La réponse est si évidente qu’on a presque scrupule à la formuler : le citoyen-consommateur est une fiction qui masque l’absence de toute instance collective capable de décider dans quel sens doit évoluer la société. En réalité, l’homme n’existe que sous la forme d’individus qui ont besoin les uns des autres pour permettre à leur existence d’échapper aux contraintes qui s’exerceraient sur eux de façon terriblement réductrice s’ils se retrouvaient chacun seul face à son environnement immédiat : la nature sauvage. La société n’est que l’ensemble des médiations qui permettent à tous les individus de se sentir liés les uns aux autres et de coopérer, alors même qu’ils agissent ou croient agir chacun pour son propre compte. La famille, la commune, le village, la corporation, l’église : autant de groupements dans lesquels l’individu a beau manger son pain, cultiver son jardin, faire son travail et prier son dieu – il ne peut faire que ce pain, ce jardin, ce travail, ce dieu ne soit une part de quelque chose qui appartient à tous et pour lequel la participation de tous est indispensable. Le politique (ou le juridique) n’a d’autre fonction que d’empêcher que la tendance (naturelle ou primitive, peu importe) des hommes à s’accaparer la plus grosse part possible de ce bien commun ne s’exerce au-delà de certaines limites, et la seule économie qui s’impose réellement est celle qui permet aux individus de se rendre compte que leur propre intérêt dépend de la prospérité de tous.

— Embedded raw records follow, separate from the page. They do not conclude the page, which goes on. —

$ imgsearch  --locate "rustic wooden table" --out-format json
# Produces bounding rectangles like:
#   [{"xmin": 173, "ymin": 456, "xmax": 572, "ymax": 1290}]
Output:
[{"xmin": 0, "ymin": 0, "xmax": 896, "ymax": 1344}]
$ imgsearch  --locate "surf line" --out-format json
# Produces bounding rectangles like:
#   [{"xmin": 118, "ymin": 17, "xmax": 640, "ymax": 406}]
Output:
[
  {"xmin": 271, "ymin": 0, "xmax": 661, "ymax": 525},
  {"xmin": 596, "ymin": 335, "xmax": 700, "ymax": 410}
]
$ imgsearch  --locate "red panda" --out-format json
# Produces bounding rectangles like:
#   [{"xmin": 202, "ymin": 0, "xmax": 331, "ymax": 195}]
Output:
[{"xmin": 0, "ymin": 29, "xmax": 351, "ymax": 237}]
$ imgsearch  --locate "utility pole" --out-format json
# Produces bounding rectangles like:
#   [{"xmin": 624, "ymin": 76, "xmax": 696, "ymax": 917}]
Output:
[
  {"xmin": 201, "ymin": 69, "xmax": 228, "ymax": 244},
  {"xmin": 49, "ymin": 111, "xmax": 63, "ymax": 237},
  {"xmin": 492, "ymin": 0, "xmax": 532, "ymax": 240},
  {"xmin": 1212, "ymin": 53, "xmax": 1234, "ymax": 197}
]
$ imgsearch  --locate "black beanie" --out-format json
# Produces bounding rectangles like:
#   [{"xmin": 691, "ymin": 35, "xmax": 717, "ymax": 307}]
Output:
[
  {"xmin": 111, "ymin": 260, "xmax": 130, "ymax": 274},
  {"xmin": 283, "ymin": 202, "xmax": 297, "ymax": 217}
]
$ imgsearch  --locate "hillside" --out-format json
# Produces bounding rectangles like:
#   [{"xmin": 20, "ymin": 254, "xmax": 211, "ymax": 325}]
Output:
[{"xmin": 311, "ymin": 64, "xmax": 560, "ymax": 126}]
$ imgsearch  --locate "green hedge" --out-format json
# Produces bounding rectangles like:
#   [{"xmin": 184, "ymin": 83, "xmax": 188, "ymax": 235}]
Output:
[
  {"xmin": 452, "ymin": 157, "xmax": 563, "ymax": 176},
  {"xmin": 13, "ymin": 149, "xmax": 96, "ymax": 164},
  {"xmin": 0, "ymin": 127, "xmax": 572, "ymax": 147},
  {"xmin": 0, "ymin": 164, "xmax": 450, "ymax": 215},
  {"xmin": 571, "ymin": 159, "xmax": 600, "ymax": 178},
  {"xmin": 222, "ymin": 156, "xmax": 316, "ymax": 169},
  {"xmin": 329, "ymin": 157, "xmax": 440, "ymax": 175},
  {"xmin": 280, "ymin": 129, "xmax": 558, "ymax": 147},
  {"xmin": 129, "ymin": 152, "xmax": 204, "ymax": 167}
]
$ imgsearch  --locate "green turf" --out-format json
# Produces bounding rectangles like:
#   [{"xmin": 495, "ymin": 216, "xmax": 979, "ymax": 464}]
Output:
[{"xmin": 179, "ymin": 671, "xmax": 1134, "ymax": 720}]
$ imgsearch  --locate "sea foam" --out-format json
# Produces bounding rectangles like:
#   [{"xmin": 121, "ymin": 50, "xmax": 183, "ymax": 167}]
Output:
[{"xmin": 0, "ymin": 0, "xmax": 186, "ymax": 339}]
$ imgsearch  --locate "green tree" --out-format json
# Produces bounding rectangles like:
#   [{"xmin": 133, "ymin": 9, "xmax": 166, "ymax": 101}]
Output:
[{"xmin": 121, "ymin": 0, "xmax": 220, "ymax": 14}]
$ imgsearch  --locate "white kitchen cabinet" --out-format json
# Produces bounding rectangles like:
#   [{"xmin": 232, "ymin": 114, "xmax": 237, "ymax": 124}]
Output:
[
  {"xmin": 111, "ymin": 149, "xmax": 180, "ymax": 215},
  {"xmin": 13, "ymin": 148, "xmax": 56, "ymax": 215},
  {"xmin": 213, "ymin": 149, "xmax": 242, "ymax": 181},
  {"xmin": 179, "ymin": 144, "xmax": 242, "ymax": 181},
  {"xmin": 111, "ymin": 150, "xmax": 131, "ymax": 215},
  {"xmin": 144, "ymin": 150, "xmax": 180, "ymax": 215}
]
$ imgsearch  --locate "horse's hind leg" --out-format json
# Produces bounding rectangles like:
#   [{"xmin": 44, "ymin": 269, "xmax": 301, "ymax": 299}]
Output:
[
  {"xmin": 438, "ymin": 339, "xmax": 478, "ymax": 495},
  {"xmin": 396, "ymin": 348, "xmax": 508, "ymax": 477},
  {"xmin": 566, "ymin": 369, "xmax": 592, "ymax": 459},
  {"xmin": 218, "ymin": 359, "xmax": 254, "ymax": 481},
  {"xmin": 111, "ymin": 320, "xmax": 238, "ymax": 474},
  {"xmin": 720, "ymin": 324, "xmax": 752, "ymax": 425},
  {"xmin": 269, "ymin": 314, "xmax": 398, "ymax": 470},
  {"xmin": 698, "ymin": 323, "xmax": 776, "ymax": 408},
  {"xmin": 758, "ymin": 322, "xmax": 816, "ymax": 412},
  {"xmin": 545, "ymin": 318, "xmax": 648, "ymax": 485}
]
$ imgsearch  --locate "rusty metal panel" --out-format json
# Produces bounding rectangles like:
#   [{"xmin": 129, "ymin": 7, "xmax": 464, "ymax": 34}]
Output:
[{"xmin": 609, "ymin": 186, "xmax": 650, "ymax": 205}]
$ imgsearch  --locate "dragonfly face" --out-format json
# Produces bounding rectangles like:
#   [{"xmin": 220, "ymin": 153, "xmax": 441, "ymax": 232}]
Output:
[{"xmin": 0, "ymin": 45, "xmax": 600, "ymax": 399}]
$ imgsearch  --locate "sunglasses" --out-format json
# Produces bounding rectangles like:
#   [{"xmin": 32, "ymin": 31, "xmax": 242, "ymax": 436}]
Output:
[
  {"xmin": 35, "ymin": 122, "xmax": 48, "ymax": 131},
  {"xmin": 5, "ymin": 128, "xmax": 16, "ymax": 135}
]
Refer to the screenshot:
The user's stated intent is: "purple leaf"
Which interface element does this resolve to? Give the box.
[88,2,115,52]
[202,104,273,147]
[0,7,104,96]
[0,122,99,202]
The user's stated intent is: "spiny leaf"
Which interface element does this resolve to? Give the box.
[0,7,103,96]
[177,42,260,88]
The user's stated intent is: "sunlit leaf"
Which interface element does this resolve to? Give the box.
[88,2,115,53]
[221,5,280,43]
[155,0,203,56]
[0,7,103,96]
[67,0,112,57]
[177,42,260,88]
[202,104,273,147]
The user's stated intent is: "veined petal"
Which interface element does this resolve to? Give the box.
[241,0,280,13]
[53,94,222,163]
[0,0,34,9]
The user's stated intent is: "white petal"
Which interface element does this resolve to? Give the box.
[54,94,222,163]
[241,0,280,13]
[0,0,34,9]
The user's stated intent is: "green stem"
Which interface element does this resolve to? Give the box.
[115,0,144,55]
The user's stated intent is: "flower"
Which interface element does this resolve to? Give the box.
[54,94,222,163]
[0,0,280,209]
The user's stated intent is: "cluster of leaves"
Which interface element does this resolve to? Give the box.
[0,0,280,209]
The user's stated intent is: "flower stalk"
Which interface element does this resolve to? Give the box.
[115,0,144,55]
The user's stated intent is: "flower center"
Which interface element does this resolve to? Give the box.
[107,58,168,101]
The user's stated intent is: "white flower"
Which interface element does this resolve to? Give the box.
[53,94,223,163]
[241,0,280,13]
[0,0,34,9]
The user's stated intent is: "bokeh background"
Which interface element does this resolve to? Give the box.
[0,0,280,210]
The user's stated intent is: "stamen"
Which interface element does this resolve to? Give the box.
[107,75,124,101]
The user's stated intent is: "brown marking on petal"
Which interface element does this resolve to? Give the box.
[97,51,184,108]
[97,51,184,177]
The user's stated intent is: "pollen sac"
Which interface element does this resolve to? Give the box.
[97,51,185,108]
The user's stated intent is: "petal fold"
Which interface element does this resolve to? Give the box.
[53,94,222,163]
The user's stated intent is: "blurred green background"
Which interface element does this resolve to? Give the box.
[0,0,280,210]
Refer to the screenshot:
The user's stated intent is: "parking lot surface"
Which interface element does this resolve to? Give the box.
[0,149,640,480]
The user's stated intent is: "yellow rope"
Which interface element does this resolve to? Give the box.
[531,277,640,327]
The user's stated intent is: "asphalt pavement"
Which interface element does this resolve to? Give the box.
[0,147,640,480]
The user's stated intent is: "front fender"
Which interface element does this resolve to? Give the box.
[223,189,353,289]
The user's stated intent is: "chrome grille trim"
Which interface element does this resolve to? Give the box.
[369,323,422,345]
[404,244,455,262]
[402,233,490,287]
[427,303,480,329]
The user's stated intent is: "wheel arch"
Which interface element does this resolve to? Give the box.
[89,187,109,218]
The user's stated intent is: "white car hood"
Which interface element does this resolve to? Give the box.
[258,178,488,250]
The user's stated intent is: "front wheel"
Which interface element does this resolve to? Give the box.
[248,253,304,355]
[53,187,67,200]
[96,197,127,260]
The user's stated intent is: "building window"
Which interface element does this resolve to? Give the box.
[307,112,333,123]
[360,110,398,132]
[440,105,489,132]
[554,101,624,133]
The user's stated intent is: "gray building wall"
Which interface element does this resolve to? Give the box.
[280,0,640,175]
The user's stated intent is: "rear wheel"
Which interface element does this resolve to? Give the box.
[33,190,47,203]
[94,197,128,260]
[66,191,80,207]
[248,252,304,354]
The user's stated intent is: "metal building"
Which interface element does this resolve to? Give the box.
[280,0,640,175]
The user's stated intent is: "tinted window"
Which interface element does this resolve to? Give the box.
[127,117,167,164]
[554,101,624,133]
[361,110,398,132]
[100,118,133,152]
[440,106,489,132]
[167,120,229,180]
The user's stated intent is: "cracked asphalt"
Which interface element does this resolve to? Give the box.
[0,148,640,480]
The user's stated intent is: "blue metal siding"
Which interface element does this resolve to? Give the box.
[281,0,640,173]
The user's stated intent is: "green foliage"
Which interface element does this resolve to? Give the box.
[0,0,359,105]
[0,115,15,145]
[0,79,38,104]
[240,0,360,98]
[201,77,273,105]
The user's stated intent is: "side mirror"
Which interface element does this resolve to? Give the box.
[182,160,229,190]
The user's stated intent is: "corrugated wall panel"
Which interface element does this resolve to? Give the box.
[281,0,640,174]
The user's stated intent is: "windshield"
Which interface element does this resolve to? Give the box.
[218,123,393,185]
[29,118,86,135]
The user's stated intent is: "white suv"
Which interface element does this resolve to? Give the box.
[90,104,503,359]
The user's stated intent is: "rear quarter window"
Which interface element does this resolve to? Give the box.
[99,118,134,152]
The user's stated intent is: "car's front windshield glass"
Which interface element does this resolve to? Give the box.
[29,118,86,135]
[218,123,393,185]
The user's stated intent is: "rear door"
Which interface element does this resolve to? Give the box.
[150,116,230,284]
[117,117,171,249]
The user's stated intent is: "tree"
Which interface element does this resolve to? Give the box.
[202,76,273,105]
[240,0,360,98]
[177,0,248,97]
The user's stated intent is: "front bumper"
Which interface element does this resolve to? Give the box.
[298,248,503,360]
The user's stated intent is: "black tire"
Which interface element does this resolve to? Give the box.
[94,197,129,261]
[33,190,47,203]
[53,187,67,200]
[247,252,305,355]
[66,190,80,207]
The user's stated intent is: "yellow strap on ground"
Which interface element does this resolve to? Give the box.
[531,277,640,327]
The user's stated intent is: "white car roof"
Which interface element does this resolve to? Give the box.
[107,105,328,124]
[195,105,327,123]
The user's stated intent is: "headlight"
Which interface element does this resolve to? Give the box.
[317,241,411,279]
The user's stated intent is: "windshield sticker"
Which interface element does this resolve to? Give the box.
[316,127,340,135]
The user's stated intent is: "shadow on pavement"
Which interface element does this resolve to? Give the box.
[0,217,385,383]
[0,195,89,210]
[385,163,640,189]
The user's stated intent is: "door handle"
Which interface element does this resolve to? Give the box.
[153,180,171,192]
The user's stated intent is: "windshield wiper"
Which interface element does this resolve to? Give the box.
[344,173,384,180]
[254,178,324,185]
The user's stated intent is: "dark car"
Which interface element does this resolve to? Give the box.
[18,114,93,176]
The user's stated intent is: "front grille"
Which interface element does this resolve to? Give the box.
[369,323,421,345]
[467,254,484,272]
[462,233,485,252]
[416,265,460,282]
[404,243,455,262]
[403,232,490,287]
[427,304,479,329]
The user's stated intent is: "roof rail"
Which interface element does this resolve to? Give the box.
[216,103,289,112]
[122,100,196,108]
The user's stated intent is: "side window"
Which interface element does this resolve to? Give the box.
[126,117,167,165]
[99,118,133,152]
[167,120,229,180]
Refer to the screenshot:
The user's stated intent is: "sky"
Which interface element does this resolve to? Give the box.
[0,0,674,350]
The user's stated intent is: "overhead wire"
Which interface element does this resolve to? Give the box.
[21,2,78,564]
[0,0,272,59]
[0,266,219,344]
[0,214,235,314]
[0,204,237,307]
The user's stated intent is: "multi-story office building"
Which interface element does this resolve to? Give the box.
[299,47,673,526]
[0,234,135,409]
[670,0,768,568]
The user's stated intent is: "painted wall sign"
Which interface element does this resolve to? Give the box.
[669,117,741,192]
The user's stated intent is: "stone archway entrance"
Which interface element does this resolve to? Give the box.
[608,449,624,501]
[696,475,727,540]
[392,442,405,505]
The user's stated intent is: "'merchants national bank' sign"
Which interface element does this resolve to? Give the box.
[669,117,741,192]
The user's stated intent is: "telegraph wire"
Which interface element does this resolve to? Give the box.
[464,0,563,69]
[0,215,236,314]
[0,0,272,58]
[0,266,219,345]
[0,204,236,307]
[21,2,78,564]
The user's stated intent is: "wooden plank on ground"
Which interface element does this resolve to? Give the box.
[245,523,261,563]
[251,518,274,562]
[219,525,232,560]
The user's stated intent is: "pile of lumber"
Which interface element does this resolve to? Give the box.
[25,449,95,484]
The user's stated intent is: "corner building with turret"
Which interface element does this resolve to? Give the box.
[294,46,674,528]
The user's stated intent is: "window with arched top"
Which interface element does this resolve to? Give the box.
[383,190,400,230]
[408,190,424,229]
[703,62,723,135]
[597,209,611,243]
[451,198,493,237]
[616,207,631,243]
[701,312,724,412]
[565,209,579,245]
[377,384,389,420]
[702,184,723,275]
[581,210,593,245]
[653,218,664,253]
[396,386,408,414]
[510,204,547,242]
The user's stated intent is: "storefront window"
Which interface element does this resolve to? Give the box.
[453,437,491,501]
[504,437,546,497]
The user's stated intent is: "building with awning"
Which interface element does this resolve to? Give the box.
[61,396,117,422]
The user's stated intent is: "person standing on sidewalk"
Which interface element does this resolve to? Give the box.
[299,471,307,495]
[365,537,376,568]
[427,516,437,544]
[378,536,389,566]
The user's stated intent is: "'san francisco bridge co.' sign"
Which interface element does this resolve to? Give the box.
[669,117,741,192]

Y a-t-il absolument besoin de spécialistes pour exercer ces deux fonctions ? Rien n’est moins sûr. La pensée dite non conformiste avait commencé, dans les années trente, à envisager une révolution, de type personnaliste, qui constituait une alternative à la fois au communisme, au fascisme et au libéralisme. Il s’agissait, pour le dire brièvement, de subordonner l’économie à une politique essentiellement fondée sur des instances exprimant la réalité des groupes sociaux par opposition aux trusts ou diverses formes de consortiums. Le chaos engendré par la seconde guerre mondiale ne contribua pas peu à occulter l’importance d’un courant qui répondait sans doute assez bien à l’urgence de la situation, mais aurait eu besoin d’une longue période de paix pour s’imposer en face des idéologies alors dominantes pour lesquelles la guerre constituait en fin de compte une bonne solution, comme il apparut assez vite au lendemain de la guerre, lorsque les états-Unis et l’URSS imposèrent au monde une bipartition qui ne laissait place à aucune forme de développement autre que fondé sur ce qu’on appelle la croissance.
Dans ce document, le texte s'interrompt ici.